As his worst nightmare unfolds, and Jake is the only child missing, Simon begins to obsess over the past, searching for answers, for hope, for the memory of the boy he raised, for mistakes he must have made, for the reason everything came to this. Where is Jake? What happened in those final moments? Is it possible he doesn’t really know his son? Or he knows him better than he thought?


My Review:

It was hard for me to go into this novel and not compare it, at least in the beginning, to We Need To Talk About Kevin.  There are some basic similarities: a fiction novel about a school shooting, told from the perspective of a parent of the shooter.  However, Finding Jake quickly dovetailed into its own unique tale, as there were important differences that became apparent early on.  Most importantly, Jake is only a suspected shooter in the killing that takes place, and you spend much of the novel trying to figure out if he was actually involved or not.  Related to that, Jake is not nearly so damaged (demonic?) as Kevin in Lionel Shriver's novel.  These details, paired with the fact that the narrator is Jake's father Simon (a self-critical stay-at-home dad), give you a novel that tells a story unlike any other.

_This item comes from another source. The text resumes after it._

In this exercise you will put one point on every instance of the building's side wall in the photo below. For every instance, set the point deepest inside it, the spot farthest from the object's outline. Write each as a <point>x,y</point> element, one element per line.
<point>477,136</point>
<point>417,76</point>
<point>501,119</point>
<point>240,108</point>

With an event so catastrophic as a school shooting at its core, it's easy to expect that Jake will be the center of this novel's universe.  However, I found that Simon's story was truly the driving force for most of it.  When he realizes that Jake could be a killer, Simon delves into the last 17 years of his parenting to figure out where he could have gone wrong.  Did he socialize Jake enough?  Did he let him hang out with the wrong friends?  As the parent who was primarily responsible for child-rearing for so many years, it's easy to see how Simon would want to overanalyze even the most minute decisions he made as a father through the years.  Did he do the right things for his son?  Does he even truly know him?

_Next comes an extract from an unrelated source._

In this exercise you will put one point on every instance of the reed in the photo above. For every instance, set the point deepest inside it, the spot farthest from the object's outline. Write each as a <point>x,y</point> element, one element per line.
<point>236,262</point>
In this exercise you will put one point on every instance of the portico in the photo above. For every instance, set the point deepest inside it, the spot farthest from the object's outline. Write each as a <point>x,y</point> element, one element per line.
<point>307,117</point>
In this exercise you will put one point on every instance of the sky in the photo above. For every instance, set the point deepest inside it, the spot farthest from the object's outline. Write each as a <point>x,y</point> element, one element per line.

I found Simon's perspective to be engaging and relatable--yes, likely because I, too, am an overly-critical-of-myself stay-at-home parent, but even if I wasn't, Reardon writes this character with a clarity that brings Simon's reality to life for any reader.  Simon's job has been his kids for nearly two decades, and now he finds that one of them may have committed a horrible atrocity.  How can he not second guess his entire life as a father?  His journey is heartbreaking, but also intriguing, as his position as a stay-at-home dad (vs. the more common stay-at-home mom) adds a distinctive twist to the narrative.

I do have to note that, as well-developed as Simon's character is, I felt that his wife (Rachel) was given short shrift.  Even though Simon is central to the novel, Rachel's actions are important enough to the story that I should have been able to get a better read on her.  However, I often felt there was a disconnect between her personality and her actions, and was sometimes left scratching my head at why she made certain decisions (at one point, she basically abandons Simon during a fairly critical moment in the book, which based on the knowledge I had of her previously, seemed unfitting).  This is not a huge detractor from the novel, but worth mentioning, as I felt it was quite a contrast from Simon's character.

That detail aside, this book was well worth the read, and I was hooked from page one.  While comparisons to novels like We Need to Talk About Kevin might make you start reading Finding Jake, by the time you finish it, those comparisons will be a distant memory.  This novel has a powerful, emotional story to tell, and a unique perspective from which to tell it.

As always, much thanks to Trish and TLC Book Tours for including me on this tour!